Author contributions: Weissman S and Mehta TI assisted with data acquisition, analyses, and manuscript preparation; Weissman S, Mehta TI and Tabibian JH drafted and critically revised the manuscript; Fung BM critically revised the manuscript and provided input regarding methodology; Tabibian JH provided direct supervision and guidance; Weissman S and Tabibian JH are the article guarantors; all authors agree to the final version of this manuscript.
Conflict-of-interest statement: Authors declare no conflict of interests for this article.
Open-Access: This article is an open-access article that was selected by an in-house editor and fully peer-reviewed by external reviewers. It is distributed in accordance with the Creative Commons Attribution NonCommercial (CC BY-NC 4.0) license, which permits others to distribute, remix, adapt, build upon this work non-commercially, and license their derivative works on different terms, provided the original work is properly cited and the use is non-commercial. See: http://creativecommons.org/licenses/by-nc/4.0/
Corresponding author: James H Tabibian, MD, PhD, FACP, Department of Medicine, UCLA-Olive View Medical Center, 14445 Olive View Dr 2B-182, Sylmar, CA 91342, United States. jtabibian@dhs.lacounty.gov
Received: February 19, 2020
Peer-review started: February 19, 2020
First decision: March 15, 2020
Revised: March 15, 2020
Accepted: March 24, 2020
Article in press: March 24, 2020
Published online: April 27, 2020
Processing time: 63 Days and 21.3 Hours

Abstract

Primary sclerosing cholangitis (PSC) is a chronic, progressive, hepatobiliary disease characterized by inflammation and fibrosis of the intra- and extra-hepatic bile ducts. Its natural history is one that generally progresses towards cirrhosis, liver failure, cholangiocarcinoma, and ultimately disease-related death, with a median liver transplantation-free survival time of approximately 15-20 years. However, despite its lethal nature, PSC remains a heterogenous disease with significant variability in outcomes amongst different regions of the world. There are also many regions where the outcomes of PSC have not been studied, limiting the overall understanding of this disease worldwide. In this review, we present the geoepidemiologic variations in outcomes of PSC, with a focus on survival pre- and post-liver transplantation as well as the concurrence of inflammatory bowel disease and hepatobiliary neoplasia.

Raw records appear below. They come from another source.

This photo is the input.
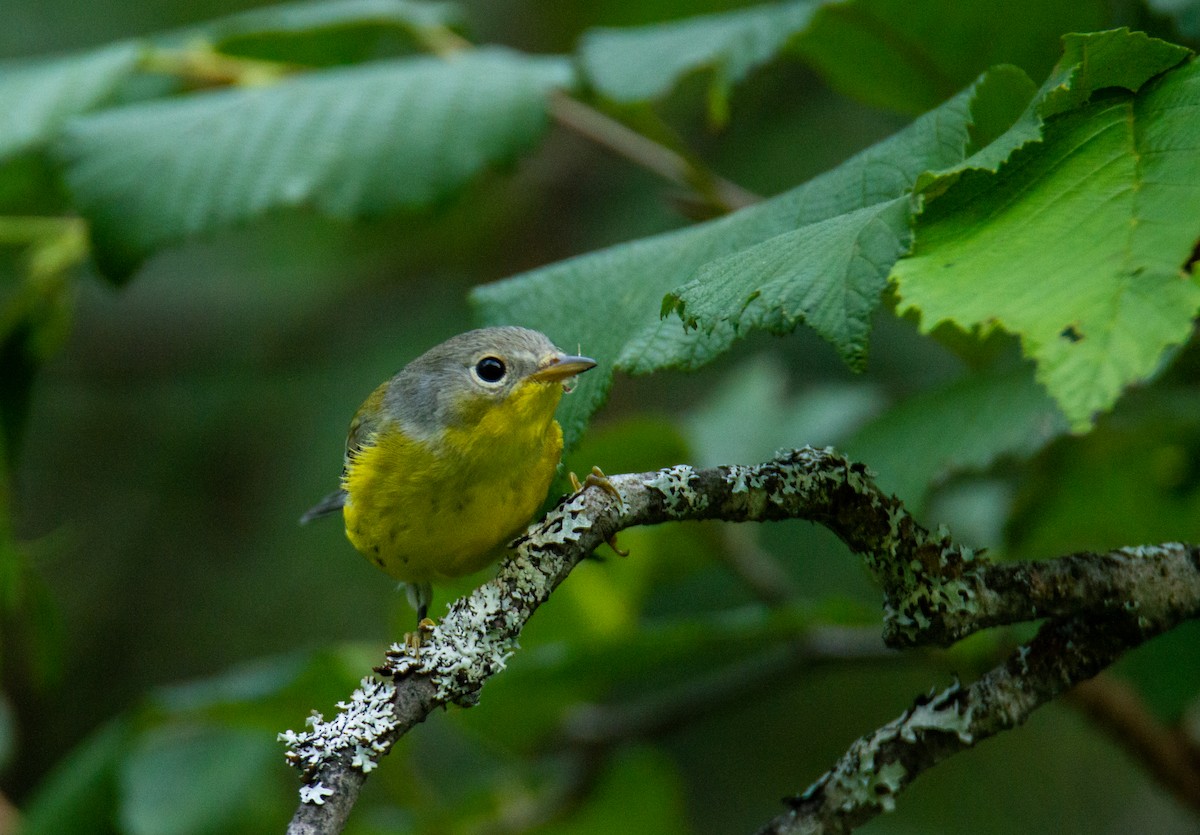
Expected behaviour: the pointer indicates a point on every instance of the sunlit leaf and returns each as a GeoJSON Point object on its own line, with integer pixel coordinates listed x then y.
{"type": "Point", "coordinates": [1078, 245]}
{"type": "Point", "coordinates": [611, 301]}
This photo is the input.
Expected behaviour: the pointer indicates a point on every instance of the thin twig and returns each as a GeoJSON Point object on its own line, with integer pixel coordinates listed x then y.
{"type": "Point", "coordinates": [591, 124]}
{"type": "Point", "coordinates": [934, 589]}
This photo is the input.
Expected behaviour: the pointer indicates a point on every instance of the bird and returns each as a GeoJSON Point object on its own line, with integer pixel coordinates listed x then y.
{"type": "Point", "coordinates": [448, 460]}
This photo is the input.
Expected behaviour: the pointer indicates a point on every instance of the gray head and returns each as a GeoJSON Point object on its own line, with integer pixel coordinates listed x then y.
{"type": "Point", "coordinates": [453, 382]}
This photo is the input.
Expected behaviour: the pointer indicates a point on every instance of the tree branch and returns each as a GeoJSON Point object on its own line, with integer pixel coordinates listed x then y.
{"type": "Point", "coordinates": [935, 592]}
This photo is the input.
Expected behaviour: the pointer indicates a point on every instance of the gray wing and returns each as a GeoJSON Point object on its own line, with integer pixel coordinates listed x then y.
{"type": "Point", "coordinates": [363, 427]}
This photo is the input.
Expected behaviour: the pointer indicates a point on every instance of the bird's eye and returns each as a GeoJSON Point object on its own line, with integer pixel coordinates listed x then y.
{"type": "Point", "coordinates": [490, 370]}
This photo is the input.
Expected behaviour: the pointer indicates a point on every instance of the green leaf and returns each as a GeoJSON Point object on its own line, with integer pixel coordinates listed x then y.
{"type": "Point", "coordinates": [963, 427]}
{"type": "Point", "coordinates": [37, 96]}
{"type": "Point", "coordinates": [610, 301]}
{"type": "Point", "coordinates": [79, 796]}
{"type": "Point", "coordinates": [828, 275]}
{"type": "Point", "coordinates": [888, 53]}
{"type": "Point", "coordinates": [1089, 64]}
{"type": "Point", "coordinates": [351, 142]}
{"type": "Point", "coordinates": [1078, 245]}
{"type": "Point", "coordinates": [319, 32]}
{"type": "Point", "coordinates": [643, 62]}
{"type": "Point", "coordinates": [198, 779]}
{"type": "Point", "coordinates": [910, 56]}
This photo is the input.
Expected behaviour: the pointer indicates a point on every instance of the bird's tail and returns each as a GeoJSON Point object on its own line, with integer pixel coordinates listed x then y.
{"type": "Point", "coordinates": [330, 504]}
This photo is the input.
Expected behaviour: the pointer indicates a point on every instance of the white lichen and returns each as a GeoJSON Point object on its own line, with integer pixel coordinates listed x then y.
{"type": "Point", "coordinates": [315, 794]}
{"type": "Point", "coordinates": [675, 485]}
{"type": "Point", "coordinates": [361, 726]}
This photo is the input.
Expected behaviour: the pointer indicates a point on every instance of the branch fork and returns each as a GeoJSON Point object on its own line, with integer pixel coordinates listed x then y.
{"type": "Point", "coordinates": [936, 592]}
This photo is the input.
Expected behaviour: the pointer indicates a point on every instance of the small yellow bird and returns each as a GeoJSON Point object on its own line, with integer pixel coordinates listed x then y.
{"type": "Point", "coordinates": [450, 457]}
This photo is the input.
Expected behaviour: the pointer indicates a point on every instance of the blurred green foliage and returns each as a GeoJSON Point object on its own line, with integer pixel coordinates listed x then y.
{"type": "Point", "coordinates": [161, 614]}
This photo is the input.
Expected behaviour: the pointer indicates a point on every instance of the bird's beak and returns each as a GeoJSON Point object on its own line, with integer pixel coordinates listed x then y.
{"type": "Point", "coordinates": [561, 367]}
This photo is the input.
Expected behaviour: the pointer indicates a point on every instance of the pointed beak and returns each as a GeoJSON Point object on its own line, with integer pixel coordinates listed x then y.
{"type": "Point", "coordinates": [561, 367]}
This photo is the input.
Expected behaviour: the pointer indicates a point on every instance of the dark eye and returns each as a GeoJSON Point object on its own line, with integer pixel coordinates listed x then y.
{"type": "Point", "coordinates": [490, 370]}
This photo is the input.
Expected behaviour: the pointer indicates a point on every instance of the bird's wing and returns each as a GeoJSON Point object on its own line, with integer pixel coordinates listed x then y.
{"type": "Point", "coordinates": [364, 426]}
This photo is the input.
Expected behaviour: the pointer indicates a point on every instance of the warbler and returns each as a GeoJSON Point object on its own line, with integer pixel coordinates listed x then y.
{"type": "Point", "coordinates": [449, 458]}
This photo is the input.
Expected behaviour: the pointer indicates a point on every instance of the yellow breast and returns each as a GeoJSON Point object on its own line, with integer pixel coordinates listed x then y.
{"type": "Point", "coordinates": [425, 510]}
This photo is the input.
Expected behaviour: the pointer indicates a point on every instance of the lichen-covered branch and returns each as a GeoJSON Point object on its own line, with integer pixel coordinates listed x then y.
{"type": "Point", "coordinates": [935, 592]}
{"type": "Point", "coordinates": [877, 767]}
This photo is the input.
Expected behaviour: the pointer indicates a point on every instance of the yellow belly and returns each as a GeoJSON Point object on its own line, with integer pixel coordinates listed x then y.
{"type": "Point", "coordinates": [425, 511]}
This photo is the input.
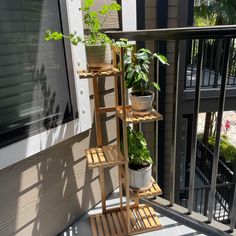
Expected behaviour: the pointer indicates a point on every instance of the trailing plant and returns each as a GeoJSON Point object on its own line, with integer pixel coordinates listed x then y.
{"type": "Point", "coordinates": [94, 20]}
{"type": "Point", "coordinates": [136, 65]}
{"type": "Point", "coordinates": [139, 155]}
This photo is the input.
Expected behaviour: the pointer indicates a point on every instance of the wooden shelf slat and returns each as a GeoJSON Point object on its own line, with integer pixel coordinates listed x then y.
{"type": "Point", "coordinates": [104, 156]}
{"type": "Point", "coordinates": [154, 190]}
{"type": "Point", "coordinates": [143, 219]}
{"type": "Point", "coordinates": [134, 118]}
{"type": "Point", "coordinates": [99, 74]}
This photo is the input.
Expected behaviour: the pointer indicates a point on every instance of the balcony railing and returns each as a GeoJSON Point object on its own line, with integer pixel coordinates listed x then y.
{"type": "Point", "coordinates": [212, 64]}
{"type": "Point", "coordinates": [203, 66]}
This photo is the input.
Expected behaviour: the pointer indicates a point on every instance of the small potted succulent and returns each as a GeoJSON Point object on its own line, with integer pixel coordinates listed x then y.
{"type": "Point", "coordinates": [96, 41]}
{"type": "Point", "coordinates": [136, 76]}
{"type": "Point", "coordinates": [140, 161]}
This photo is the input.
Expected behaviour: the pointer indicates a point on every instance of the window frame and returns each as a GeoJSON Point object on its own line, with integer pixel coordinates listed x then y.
{"type": "Point", "coordinates": [71, 20]}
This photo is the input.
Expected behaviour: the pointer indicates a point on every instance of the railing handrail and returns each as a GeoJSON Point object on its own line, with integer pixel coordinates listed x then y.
{"type": "Point", "coordinates": [227, 31]}
{"type": "Point", "coordinates": [209, 186]}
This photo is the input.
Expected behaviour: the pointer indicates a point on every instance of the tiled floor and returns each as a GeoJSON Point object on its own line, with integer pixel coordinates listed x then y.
{"type": "Point", "coordinates": [170, 226]}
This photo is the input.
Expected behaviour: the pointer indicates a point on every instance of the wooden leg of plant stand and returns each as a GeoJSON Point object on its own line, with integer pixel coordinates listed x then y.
{"type": "Point", "coordinates": [120, 187]}
{"type": "Point", "coordinates": [96, 113]}
{"type": "Point", "coordinates": [103, 189]}
{"type": "Point", "coordinates": [99, 140]}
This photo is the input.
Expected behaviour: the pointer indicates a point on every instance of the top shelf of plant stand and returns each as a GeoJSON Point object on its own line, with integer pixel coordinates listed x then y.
{"type": "Point", "coordinates": [134, 118]}
{"type": "Point", "coordinates": [84, 74]}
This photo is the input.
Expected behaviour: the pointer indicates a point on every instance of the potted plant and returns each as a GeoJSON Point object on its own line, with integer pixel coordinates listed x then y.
{"type": "Point", "coordinates": [140, 161]}
{"type": "Point", "coordinates": [96, 41]}
{"type": "Point", "coordinates": [136, 65]}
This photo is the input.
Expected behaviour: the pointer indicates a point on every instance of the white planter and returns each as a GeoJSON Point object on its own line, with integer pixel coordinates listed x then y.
{"type": "Point", "coordinates": [98, 56]}
{"type": "Point", "coordinates": [141, 104]}
{"type": "Point", "coordinates": [141, 178]}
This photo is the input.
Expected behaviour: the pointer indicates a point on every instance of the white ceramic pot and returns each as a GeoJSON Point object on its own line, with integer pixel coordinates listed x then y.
{"type": "Point", "coordinates": [141, 103]}
{"type": "Point", "coordinates": [98, 56]}
{"type": "Point", "coordinates": [141, 178]}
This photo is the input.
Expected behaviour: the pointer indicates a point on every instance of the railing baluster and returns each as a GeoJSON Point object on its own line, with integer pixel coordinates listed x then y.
{"type": "Point", "coordinates": [174, 122]}
{"type": "Point", "coordinates": [211, 64]}
{"type": "Point", "coordinates": [211, 199]}
{"type": "Point", "coordinates": [192, 62]}
{"type": "Point", "coordinates": [194, 127]}
{"type": "Point", "coordinates": [233, 212]}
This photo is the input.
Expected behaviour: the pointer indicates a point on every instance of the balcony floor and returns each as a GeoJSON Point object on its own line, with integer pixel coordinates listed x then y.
{"type": "Point", "coordinates": [171, 224]}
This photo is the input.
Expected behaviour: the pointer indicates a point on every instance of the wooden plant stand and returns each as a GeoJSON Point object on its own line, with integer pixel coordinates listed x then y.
{"type": "Point", "coordinates": [129, 218]}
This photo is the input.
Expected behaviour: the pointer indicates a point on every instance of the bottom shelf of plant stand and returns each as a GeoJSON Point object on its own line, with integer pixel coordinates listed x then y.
{"type": "Point", "coordinates": [143, 219]}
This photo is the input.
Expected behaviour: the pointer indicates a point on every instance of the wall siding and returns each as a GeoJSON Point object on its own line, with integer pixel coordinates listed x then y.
{"type": "Point", "coordinates": [48, 191]}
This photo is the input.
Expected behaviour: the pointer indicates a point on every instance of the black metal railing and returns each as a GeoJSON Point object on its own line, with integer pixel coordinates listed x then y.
{"type": "Point", "coordinates": [212, 64]}
{"type": "Point", "coordinates": [182, 38]}
{"type": "Point", "coordinates": [223, 203]}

Key Words: Cholangiocarcinoma; Inflammatory bowel disease; Liver transplantation; Geography; Biliary tract; Autoimmune

Core tip: There appears to be considerable geoepidemiologic variation in the outcomes of primary sclerosing cholangitis (PSC). Median liver transplantation-free survival in adults with PSC ranges from 14 to 21 years, depending on geographic region. Post-liver transplantation survival for PSC in North America and Europe appears to be nearly twice that found in Asia. The overall average risk of cholangiocarcinoma among patients with PSC is approximately 400 times that of the general population, occurring in roughly 7%-9% of all patients with PSC. However, these rates vary from region to region, with East Asia having rates roughly three-times higher compared to other regions. Studies from North America, Europe, and Oceania generally report worse clinical outcomes for patients with PSC-inflammatory bowel disease compared to patients with only PSC or inflammatory bowel disease; however, this association is less prominent in studies from Asia.



INTRODUCTION

Primary sclerosing cholangitis (PSC) is a chronic, cholestatic liver disease of unclear etiopathogenesis with a wide spectrum of presentations[1]. The natural history of PSC is one that generally progresses to cirrhosis, liver failure, and death[2-5]. PSC most often affects males in the fourth decade of life, though males as well as females of all ages may be affected. It is also strongly associated with inflammatory bowel disease (IBD)[6-8]. Though a rare disease, PSC is the fifth leading indication for liver transplantation (LT) in the United States and a major indication in other countries[1,3-5]. Moreover, no medical therapy has been shown to significantly delay PSC progression; indeed, it has been suggested that PSC treatments are one of the greatest unmet needs in hepatology[9,10].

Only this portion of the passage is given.